Lando Norris and Sky Sports reporter Ted Kravitz enjoyed some friendly banter in the media pen after the Mexican Grand Prix, after the McLaren driver insisted that Kravitz “should try driving” an F1 car.
The joke came as a result of Kravitz asking Norris what happened at the start of the race at the Autodromo Hermanos Rodriguez, after the Brit dropped from eighth to tenth.
Norris perhaps became a bit defensive; however, it was all done in a light-hearted nature.
The same can’t currently be said for Kravitz and Red Bull, with the Austrians having boycotted speaking to Sky in Mexico following the reporter calling Lewis Hamilton an eight-time World Champion and suggesting that former race director Michael Masi ‘robbed’ the Mercedes driver.
Thankfully, there is no such boycott between Kravitz and Norris, who have also appeared to have a friendly relationship.
The duo’s conversation after the race went as followed, with Norris going on to explain that “nothing too bad happened”.
Kravitz: “What happened at the start?
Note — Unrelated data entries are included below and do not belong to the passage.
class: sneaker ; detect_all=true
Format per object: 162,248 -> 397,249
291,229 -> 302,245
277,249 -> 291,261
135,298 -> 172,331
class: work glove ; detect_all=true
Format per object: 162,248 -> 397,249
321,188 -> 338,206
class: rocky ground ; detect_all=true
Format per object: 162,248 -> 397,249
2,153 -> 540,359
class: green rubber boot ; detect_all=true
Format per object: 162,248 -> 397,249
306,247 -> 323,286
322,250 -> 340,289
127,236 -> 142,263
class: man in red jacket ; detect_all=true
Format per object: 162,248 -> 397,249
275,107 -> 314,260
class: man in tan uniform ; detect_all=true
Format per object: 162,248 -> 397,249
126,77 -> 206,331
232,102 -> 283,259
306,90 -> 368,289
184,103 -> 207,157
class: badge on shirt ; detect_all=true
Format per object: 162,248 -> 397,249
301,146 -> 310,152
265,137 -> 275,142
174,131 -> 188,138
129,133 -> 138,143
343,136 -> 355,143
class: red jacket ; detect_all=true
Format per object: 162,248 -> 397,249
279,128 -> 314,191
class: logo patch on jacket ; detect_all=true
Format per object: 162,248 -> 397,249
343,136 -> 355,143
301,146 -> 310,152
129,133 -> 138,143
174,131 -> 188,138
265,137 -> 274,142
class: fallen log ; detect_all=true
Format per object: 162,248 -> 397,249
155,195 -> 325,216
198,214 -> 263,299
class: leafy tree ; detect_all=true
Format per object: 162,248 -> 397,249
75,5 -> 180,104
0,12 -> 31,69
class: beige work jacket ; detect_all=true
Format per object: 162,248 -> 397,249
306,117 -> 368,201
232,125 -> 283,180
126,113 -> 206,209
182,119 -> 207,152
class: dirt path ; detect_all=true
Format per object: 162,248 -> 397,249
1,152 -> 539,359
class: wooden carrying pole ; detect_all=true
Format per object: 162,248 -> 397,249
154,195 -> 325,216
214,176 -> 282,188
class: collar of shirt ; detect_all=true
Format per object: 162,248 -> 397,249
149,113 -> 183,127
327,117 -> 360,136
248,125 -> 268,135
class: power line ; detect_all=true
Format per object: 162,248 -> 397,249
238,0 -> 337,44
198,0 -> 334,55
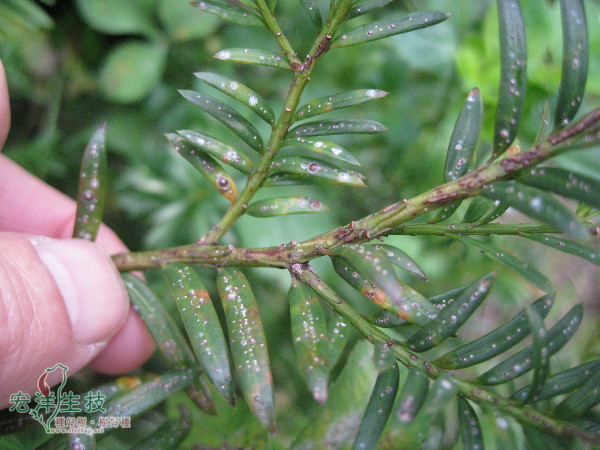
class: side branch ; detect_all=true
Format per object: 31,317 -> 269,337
293,264 -> 600,444
113,108 -> 600,271
198,0 -> 360,245
111,222 -> 559,271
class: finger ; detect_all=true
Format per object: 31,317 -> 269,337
0,156 -> 156,375
0,154 -> 125,254
0,234 -> 128,408
89,311 -> 156,374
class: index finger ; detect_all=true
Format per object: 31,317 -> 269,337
0,155 -> 127,255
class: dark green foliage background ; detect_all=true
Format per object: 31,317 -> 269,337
1,0 -> 600,447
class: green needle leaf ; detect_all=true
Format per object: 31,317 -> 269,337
327,313 -> 353,371
493,0 -> 527,158
432,88 -> 482,223
166,134 -> 238,202
475,304 -> 583,385
264,172 -> 363,187
554,365 -> 600,419
184,379 -> 217,416
481,412 -> 521,448
295,89 -> 388,121
347,0 -> 395,20
521,233 -> 600,267
271,155 -> 366,187
282,137 -> 360,165
512,359 -> 600,403
518,167 -> 600,210
300,0 -> 322,26
521,307 -> 550,404
130,405 -> 191,450
333,244 -> 400,310
73,124 -> 107,241
190,0 -> 264,27
481,181 -> 589,241
386,368 -> 429,432
163,264 -> 234,403
427,284 -> 469,307
462,195 -> 509,225
247,196 -> 329,217
555,0 -> 588,128
406,272 -> 496,353
372,342 -> 396,373
122,274 -> 216,414
432,202 -> 460,224
289,119 -> 387,137
434,294 -> 554,369
535,101 -> 553,143
444,88 -> 482,182
178,129 -> 253,174
194,71 -> 274,124
477,201 -> 510,224
385,373 -> 457,448
288,278 -> 330,404
331,254 -> 438,326
452,235 -> 553,292
462,197 -> 497,223
291,341 -> 378,448
179,89 -> 264,153
217,268 -> 276,433
123,274 -> 196,368
352,363 -> 400,450
214,48 -> 291,70
458,397 -> 484,450
370,244 -> 428,281
332,11 -> 450,48
91,369 -> 195,423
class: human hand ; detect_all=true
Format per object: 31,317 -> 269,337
0,60 -> 155,409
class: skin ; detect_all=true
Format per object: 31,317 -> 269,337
0,59 -> 154,408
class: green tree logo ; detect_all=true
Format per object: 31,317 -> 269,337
30,363 -> 69,433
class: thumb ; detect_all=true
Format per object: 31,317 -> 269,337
0,233 -> 129,408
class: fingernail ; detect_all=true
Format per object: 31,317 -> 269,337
34,239 -> 129,344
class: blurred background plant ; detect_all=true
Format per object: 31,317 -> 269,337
1,0 -> 599,447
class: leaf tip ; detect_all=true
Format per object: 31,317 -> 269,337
314,391 -> 327,404
214,49 -> 232,60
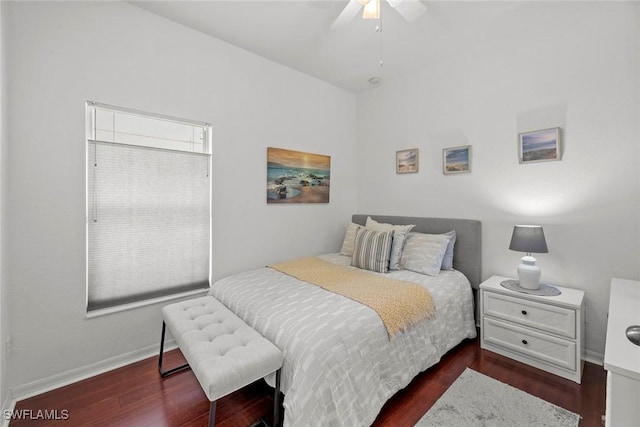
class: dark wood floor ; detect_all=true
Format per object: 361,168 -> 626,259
12,336 -> 606,426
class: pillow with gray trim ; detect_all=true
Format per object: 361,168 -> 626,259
441,230 -> 456,270
389,230 -> 409,270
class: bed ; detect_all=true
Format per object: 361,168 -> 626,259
209,214 -> 481,426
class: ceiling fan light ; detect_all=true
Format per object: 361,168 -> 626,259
387,0 -> 404,8
362,0 -> 380,19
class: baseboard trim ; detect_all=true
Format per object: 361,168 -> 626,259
584,349 -> 604,366
1,392 -> 15,427
9,340 -> 177,404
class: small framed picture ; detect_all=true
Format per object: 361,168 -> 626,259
396,149 -> 419,174
518,127 -> 561,164
443,145 -> 471,174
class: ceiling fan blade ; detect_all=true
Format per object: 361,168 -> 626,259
331,0 -> 363,29
391,0 -> 426,22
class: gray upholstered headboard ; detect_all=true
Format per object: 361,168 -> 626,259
352,214 -> 482,289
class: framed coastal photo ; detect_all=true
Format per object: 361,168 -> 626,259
518,127 -> 561,164
396,149 -> 419,174
443,145 -> 471,174
267,147 -> 330,204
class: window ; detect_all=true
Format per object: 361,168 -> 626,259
86,102 -> 211,314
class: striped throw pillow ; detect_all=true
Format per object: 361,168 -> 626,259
351,229 -> 393,273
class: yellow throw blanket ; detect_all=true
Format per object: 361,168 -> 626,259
269,257 -> 436,338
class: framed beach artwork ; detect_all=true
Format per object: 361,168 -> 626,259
518,127 -> 562,164
396,149 -> 419,174
443,145 -> 471,174
267,147 -> 330,204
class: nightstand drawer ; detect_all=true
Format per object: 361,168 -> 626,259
483,317 -> 576,371
483,291 -> 576,339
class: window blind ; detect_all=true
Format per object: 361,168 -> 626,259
86,103 -> 211,312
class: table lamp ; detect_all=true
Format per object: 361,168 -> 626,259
509,225 -> 548,290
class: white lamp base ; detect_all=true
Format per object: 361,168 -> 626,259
517,255 -> 541,290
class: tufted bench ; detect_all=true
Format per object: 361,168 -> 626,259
158,296 -> 284,427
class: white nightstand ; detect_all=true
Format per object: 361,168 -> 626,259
480,275 -> 585,383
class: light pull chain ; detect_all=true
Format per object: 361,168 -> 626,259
92,142 -> 98,223
204,129 -> 210,178
377,6 -> 383,67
You dropped down to P10.”
Norris: “It’s only two positions, it’s a long run down to Turn 1.”
Kravitz, laughing: “It’s not optimal!”
Norris: “You should try driving, mate.”
“No, I just lost one off the line and one around the corner, it’s as simple as that,” the McLaren driver added.
“Nothing too bad happened. Other than that, we did a good job.”
In a rare occurrence, Norris’ team-mate Daniel Ricciardo actually finished above him, with it usually being the other way around the vast majority of the time.
The Brit would’ve likely finished tenth had Fernando Alonso not retired with yet another power unit failure, highlighting that the Quadrant founder had some luck in his corner in Mexico City.
Norris praised his team-mate, who finished seventh, after the race, but also admitted that the team were too quick in attempting to cover Yuki Tsunoda.
Tsunoda, funnily enough, retired from the race on Lap 51, after being hit by Ricciardo.
“Maybe we covered Yuki [Tsunoda] a bit too early on the hard tyres and it wasn’t the correct thing to do,” added Norris.
“But apart from that, the strategy was reasonable.
“Daniel did a good job. He was in a lucky position that he could just stay out and do whatever he wanted kind of thing, which in other races I’ve been able to do, like at Monza and so on.
“Today just benefited him but obviously it worked out well. We had the plan from the beginning if someone was in that position and Daniel was that guy, so he made up for it and made the most of it.”